DETAILED ACTION
Notice of Pre-AIA or AIA Status
The present application, filed on or after March 16, 2013, is being examined under the first inventor to file provisions of the AIA .
Continued Examination Under 37 CFR 1.114
A request for continued examination under 37 CFR 1.114, including the fee set forth in 37 CFR 1.17(e), was filed in this application after final rejection. Since this application is eligible for continued examination under 37 CFR 1.114, and the fee set forth in 37 CFR 1.17(e) has been timely paid, the finality of the previous Office action has been withdrawn pursuant to 37 CFR 1.114. Applicant's submission filed on 11/26/2025 has been entered.
Claim Rejections - 35 USC § 112
The following is a quotation of 35 U.S.C. 112(b):
(b) CONCLUSION.—The specification shall conclude with one or more claims particularly pointing out and distinctly claiming the subject matter which the inventor or a joint inventor regards as the invention.
The following is a quotation of 35 U.S.C. 112 (pre-AIA ), second paragraph:
The specification shall conclude with one or more claims particularly pointing out and distinctly claiming the subject matter which the applicant regards as his invention.
Claims 1-9 are rejected under 35 U.S.C. 112(b) or 35 U.S.C. 112 (pre-AIA ), second paragraph, as being indefinite for failing to particularly point out and distinctly claim the subject matter which the inventor or a joint inventor (or for applications subject to pre-AIA 35 U.S.C. 112, the applicant), regards as the invention.
Claim 1 recites “a temperature transition phase”. The meaning of temperature transition phase is unclear.

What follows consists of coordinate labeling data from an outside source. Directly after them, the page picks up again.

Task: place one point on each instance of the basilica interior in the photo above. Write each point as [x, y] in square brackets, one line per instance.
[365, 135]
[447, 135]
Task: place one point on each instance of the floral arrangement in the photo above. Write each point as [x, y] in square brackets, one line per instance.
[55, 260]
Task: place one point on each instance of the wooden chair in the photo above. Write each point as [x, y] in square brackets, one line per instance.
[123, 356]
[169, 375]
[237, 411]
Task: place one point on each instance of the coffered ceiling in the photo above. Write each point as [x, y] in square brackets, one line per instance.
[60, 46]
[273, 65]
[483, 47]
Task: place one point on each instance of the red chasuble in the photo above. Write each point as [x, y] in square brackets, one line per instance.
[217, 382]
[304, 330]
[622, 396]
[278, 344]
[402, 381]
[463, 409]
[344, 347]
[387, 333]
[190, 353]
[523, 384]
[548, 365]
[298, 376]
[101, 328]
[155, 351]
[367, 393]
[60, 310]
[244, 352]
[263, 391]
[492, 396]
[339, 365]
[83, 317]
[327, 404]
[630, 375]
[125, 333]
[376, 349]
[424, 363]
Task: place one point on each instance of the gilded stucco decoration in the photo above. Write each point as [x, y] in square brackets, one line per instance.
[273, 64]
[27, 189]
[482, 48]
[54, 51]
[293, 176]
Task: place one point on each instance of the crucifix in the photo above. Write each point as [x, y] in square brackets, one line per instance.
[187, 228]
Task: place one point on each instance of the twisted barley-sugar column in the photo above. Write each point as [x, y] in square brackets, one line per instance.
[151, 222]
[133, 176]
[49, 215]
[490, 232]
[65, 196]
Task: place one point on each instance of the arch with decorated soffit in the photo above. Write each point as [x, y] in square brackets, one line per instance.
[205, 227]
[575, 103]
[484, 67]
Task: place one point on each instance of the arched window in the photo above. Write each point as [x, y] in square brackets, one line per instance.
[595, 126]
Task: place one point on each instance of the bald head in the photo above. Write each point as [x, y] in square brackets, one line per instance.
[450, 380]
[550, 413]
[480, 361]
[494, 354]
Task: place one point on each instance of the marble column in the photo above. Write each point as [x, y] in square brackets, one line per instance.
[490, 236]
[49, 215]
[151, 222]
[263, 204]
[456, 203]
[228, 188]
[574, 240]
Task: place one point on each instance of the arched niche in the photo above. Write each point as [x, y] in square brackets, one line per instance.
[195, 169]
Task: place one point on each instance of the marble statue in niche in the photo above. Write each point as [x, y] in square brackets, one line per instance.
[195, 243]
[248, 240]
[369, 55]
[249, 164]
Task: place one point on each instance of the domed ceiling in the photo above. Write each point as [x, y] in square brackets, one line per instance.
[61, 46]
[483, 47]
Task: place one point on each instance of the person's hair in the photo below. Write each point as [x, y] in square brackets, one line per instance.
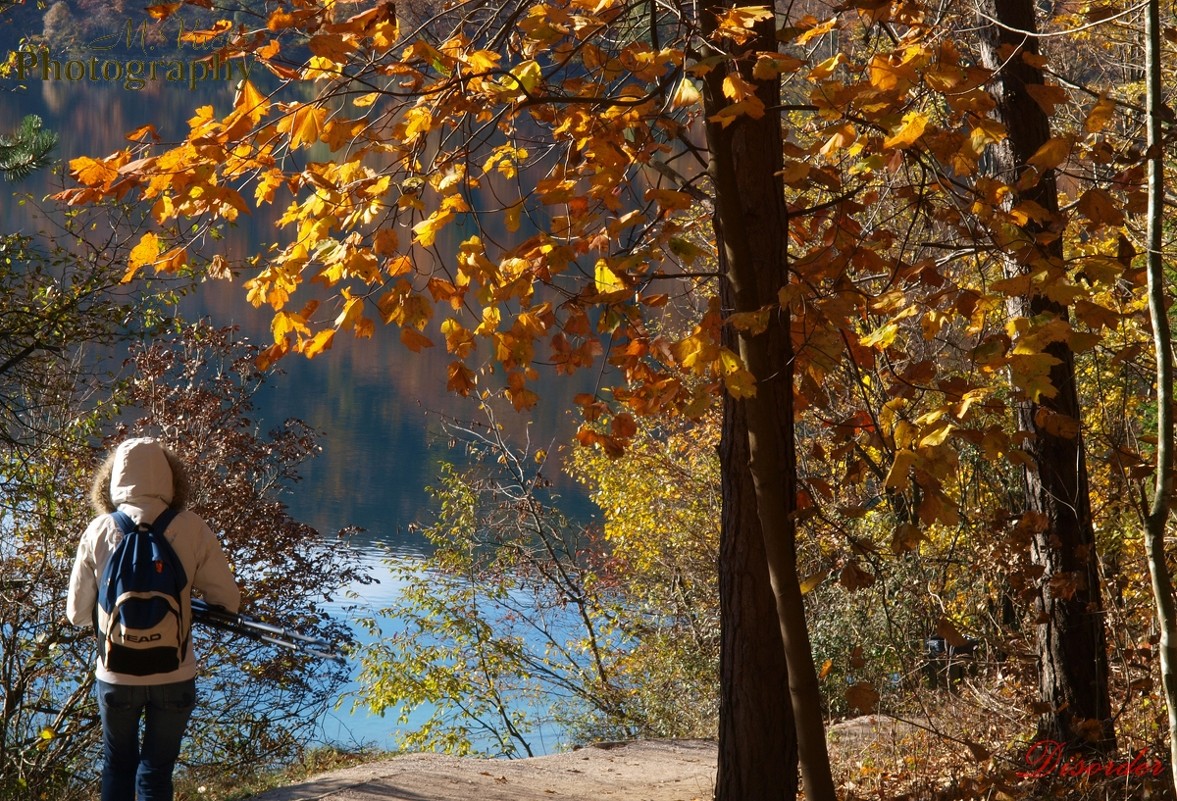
[100, 487]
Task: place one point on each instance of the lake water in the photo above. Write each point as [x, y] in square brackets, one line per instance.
[378, 406]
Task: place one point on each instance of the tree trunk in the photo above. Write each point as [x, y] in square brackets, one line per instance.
[751, 229]
[757, 743]
[1157, 518]
[1071, 648]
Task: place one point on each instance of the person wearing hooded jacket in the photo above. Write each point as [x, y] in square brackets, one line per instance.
[143, 479]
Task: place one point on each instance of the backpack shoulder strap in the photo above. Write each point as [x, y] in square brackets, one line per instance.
[161, 522]
[164, 520]
[124, 521]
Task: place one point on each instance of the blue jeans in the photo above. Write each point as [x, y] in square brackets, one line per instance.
[165, 711]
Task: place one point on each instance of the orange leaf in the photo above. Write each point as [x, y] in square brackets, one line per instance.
[909, 132]
[92, 172]
[1055, 152]
[145, 253]
[1046, 95]
[1099, 115]
[1098, 206]
[414, 340]
[163, 11]
[252, 102]
[304, 125]
[319, 342]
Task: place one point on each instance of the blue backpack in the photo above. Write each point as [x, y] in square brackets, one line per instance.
[140, 613]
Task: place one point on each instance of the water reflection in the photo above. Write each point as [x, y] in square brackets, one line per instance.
[379, 407]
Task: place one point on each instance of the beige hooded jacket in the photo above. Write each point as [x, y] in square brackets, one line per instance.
[143, 479]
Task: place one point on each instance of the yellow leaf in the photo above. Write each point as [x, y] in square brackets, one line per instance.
[385, 241]
[426, 231]
[909, 131]
[812, 581]
[145, 253]
[414, 340]
[527, 75]
[304, 125]
[1098, 206]
[951, 634]
[686, 94]
[751, 107]
[606, 280]
[1101, 114]
[251, 102]
[164, 9]
[319, 342]
[882, 338]
[737, 88]
[512, 217]
[897, 476]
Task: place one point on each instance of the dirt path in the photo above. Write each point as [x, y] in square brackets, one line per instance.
[645, 771]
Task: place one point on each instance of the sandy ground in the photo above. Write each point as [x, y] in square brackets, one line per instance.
[644, 771]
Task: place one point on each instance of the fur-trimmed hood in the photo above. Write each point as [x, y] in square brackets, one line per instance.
[138, 469]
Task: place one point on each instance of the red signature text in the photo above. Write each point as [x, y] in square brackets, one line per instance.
[1048, 758]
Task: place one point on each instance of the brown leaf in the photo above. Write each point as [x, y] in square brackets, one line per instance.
[863, 696]
[855, 578]
[951, 634]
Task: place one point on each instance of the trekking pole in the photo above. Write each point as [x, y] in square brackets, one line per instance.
[260, 631]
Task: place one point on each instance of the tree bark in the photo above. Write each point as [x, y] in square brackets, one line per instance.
[1157, 515]
[1071, 647]
[757, 743]
[751, 231]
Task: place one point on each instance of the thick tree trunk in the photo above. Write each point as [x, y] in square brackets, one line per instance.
[1072, 659]
[752, 235]
[757, 745]
[1157, 516]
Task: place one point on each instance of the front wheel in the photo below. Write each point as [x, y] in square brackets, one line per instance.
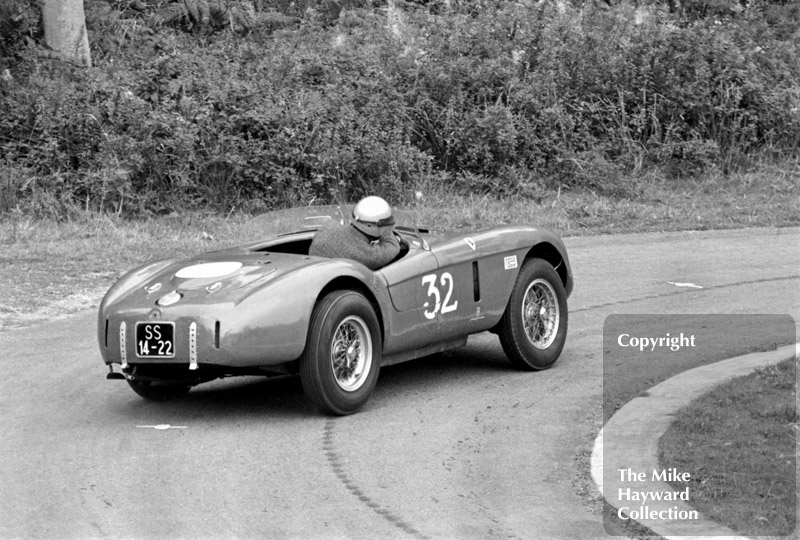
[341, 362]
[533, 329]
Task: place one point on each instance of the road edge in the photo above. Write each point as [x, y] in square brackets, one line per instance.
[640, 423]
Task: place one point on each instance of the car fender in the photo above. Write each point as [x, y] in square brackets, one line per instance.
[271, 325]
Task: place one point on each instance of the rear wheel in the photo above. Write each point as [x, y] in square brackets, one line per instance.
[340, 366]
[155, 391]
[533, 329]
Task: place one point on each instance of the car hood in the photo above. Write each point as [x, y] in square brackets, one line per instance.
[226, 276]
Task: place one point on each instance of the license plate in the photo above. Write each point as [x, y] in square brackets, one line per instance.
[155, 340]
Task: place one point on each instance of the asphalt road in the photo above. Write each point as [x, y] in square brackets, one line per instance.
[453, 446]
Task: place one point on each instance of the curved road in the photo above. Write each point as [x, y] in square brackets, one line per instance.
[453, 446]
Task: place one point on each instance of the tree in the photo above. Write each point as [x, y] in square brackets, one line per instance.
[65, 30]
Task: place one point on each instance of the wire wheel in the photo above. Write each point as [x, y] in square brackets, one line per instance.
[540, 314]
[351, 353]
[534, 326]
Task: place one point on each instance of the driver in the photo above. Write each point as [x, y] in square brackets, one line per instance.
[369, 238]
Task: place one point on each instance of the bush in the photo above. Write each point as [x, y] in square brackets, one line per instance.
[490, 96]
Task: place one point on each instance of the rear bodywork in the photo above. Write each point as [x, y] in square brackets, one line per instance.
[246, 310]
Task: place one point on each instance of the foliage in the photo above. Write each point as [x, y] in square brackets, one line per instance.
[356, 97]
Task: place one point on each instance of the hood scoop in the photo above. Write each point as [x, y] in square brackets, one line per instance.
[208, 270]
[214, 276]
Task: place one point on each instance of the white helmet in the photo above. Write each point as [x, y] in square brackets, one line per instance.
[371, 215]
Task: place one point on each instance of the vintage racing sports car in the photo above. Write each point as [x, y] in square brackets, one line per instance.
[268, 308]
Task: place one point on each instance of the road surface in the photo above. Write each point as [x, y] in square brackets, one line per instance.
[453, 446]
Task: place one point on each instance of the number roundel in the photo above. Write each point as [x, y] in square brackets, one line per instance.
[446, 281]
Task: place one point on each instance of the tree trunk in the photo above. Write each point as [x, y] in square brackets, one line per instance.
[65, 30]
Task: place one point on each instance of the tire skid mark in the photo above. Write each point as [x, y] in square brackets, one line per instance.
[681, 291]
[337, 466]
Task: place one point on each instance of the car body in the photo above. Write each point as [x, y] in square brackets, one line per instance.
[267, 307]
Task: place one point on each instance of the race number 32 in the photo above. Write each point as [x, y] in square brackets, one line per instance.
[446, 281]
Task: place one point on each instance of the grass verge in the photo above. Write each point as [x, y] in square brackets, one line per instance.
[53, 268]
[739, 445]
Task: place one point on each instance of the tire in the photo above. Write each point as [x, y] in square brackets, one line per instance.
[158, 392]
[533, 329]
[340, 365]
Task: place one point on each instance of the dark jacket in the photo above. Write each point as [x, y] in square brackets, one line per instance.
[336, 240]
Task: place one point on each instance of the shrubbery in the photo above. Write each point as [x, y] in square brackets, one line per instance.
[512, 97]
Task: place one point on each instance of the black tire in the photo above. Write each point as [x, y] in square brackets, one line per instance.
[340, 365]
[154, 391]
[533, 329]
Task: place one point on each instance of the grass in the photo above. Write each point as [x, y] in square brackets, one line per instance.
[53, 268]
[739, 445]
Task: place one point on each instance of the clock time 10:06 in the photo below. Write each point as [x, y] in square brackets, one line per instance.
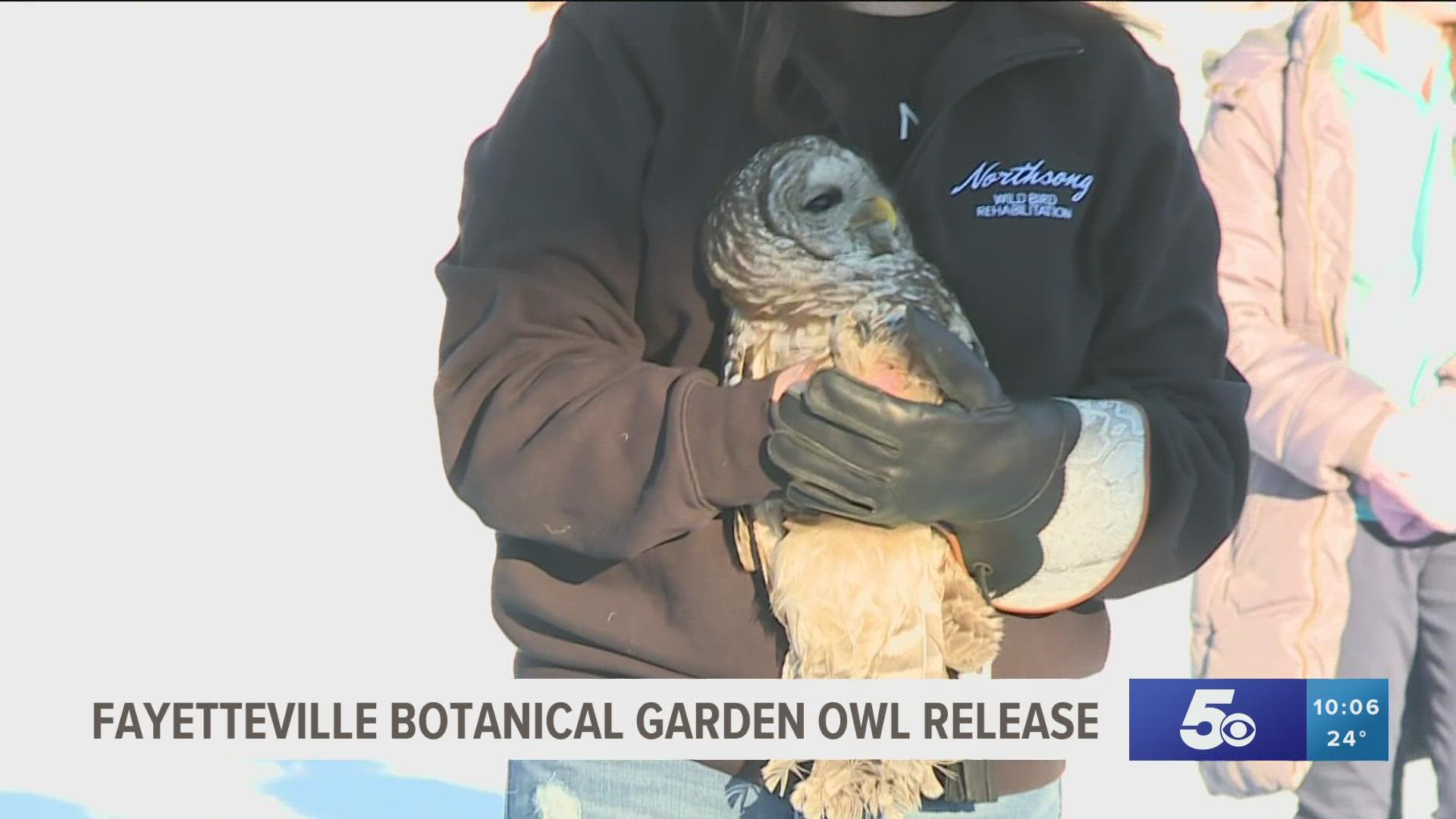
[1332, 707]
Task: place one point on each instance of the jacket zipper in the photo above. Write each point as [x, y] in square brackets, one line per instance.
[993, 71]
[1327, 325]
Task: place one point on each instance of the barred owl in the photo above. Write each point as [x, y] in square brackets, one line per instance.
[814, 264]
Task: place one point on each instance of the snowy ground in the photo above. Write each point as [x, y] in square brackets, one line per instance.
[220, 231]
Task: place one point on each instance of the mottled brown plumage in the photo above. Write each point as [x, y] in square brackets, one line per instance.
[814, 264]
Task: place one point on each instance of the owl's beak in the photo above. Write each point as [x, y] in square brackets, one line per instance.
[877, 210]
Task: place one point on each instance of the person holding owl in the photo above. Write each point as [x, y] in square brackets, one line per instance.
[1036, 153]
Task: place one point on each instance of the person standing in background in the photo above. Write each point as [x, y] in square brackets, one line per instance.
[1329, 155]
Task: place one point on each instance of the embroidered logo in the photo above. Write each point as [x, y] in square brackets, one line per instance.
[1025, 203]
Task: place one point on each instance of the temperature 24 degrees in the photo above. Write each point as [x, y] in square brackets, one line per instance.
[1347, 719]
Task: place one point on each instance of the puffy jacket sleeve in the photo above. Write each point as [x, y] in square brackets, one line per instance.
[1310, 411]
[552, 426]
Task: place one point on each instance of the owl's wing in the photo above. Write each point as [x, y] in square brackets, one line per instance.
[746, 356]
[946, 305]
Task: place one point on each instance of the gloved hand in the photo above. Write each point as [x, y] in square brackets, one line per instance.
[986, 466]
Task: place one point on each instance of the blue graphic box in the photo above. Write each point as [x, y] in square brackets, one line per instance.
[1258, 719]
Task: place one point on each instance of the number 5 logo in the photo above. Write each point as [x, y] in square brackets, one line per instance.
[1235, 729]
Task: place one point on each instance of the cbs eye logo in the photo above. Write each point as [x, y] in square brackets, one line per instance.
[1232, 729]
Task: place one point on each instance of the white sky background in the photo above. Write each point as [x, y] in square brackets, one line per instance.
[218, 322]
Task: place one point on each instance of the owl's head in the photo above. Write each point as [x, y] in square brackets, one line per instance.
[823, 197]
[800, 202]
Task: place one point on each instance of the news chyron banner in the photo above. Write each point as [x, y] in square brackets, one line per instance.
[756, 719]
[1310, 720]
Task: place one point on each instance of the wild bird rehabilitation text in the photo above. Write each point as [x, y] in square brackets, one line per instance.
[593, 720]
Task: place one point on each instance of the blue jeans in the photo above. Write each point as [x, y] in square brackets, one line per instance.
[548, 789]
[1402, 623]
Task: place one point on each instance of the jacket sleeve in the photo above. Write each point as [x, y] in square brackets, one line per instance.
[1158, 477]
[1310, 411]
[552, 426]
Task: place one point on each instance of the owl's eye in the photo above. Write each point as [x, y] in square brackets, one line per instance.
[824, 202]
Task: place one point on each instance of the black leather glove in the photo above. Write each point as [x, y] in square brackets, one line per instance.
[986, 466]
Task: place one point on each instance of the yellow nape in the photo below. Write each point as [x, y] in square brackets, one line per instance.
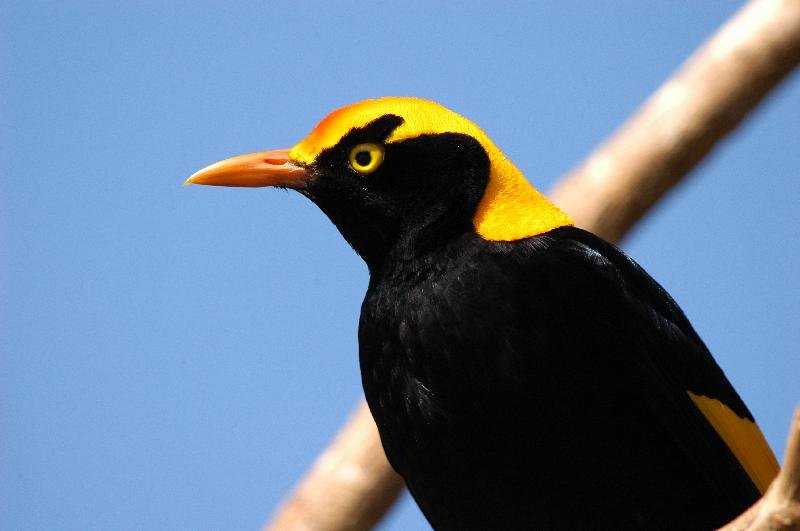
[743, 438]
[511, 209]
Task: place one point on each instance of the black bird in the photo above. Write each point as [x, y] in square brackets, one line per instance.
[523, 373]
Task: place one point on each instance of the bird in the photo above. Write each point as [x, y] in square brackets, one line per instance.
[523, 373]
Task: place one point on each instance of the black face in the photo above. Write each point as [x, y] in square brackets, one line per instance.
[426, 190]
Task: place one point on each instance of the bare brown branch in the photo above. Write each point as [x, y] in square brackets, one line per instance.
[351, 485]
[779, 508]
[685, 118]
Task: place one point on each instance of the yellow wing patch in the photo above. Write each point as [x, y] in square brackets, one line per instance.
[511, 209]
[743, 438]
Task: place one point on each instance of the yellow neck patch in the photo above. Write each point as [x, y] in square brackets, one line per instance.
[511, 209]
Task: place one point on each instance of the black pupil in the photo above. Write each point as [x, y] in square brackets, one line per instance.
[363, 158]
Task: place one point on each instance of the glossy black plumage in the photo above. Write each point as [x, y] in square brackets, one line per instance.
[538, 383]
[534, 384]
[523, 373]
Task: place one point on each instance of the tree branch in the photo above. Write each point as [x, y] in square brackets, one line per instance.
[351, 484]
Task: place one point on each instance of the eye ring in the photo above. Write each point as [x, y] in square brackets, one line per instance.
[366, 158]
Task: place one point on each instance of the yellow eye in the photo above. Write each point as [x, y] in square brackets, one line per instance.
[365, 158]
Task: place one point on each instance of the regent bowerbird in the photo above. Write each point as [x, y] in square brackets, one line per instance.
[523, 373]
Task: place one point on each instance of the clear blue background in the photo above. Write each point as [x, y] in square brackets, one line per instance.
[174, 358]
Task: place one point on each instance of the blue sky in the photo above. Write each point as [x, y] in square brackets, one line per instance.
[174, 358]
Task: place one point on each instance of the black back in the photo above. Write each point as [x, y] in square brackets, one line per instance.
[543, 384]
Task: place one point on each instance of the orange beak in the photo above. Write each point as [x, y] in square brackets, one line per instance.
[267, 168]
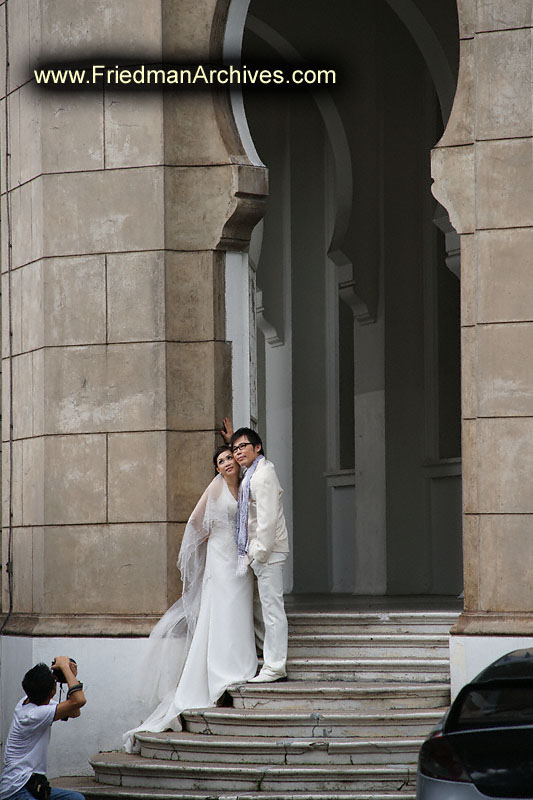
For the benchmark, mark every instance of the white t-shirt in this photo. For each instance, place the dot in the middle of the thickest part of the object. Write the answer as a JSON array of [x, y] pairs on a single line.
[[27, 745]]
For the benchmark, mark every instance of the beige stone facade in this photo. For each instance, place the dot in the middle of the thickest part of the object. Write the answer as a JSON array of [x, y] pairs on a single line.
[[483, 170], [117, 215]]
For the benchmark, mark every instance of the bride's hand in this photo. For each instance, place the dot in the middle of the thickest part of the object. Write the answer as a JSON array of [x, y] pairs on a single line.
[[227, 430]]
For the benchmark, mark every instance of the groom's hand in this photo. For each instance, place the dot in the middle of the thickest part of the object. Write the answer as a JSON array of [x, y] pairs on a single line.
[[227, 430]]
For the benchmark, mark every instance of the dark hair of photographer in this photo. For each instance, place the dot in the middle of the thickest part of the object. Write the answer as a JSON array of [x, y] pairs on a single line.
[[39, 683]]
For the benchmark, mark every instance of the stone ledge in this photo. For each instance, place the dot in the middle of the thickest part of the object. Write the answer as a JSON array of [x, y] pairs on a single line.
[[74, 625], [482, 623]]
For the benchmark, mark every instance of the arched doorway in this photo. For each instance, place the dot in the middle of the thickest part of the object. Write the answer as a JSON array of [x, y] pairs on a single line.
[[358, 312]]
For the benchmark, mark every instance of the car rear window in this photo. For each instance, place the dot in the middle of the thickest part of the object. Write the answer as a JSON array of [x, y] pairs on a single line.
[[497, 704]]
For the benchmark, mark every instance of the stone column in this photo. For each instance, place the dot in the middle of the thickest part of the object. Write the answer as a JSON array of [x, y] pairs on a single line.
[[117, 210], [483, 170]]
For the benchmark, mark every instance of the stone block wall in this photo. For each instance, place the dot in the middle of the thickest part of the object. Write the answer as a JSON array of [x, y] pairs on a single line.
[[121, 206]]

Appropriate correction is required.
Claim Rejections - 35 USC § 103
The following is a quotation of 35 U.S.C. 103 which forms the basis for all obviousness rejections set forth in this Office action:
A patent for a claimed invention may not be obtained, notwithstanding that the claimed invention is not identically disclosed as set forth in section 102, if the differences between the claimed invention and the prior art are such that the claimed invention as a whole would have been obvious before the effective filing date of the claimed invention to a person having ordinary skill in the art to which the claimed invention pertains. Patentability shall not be negated by the manner in which the invention was made.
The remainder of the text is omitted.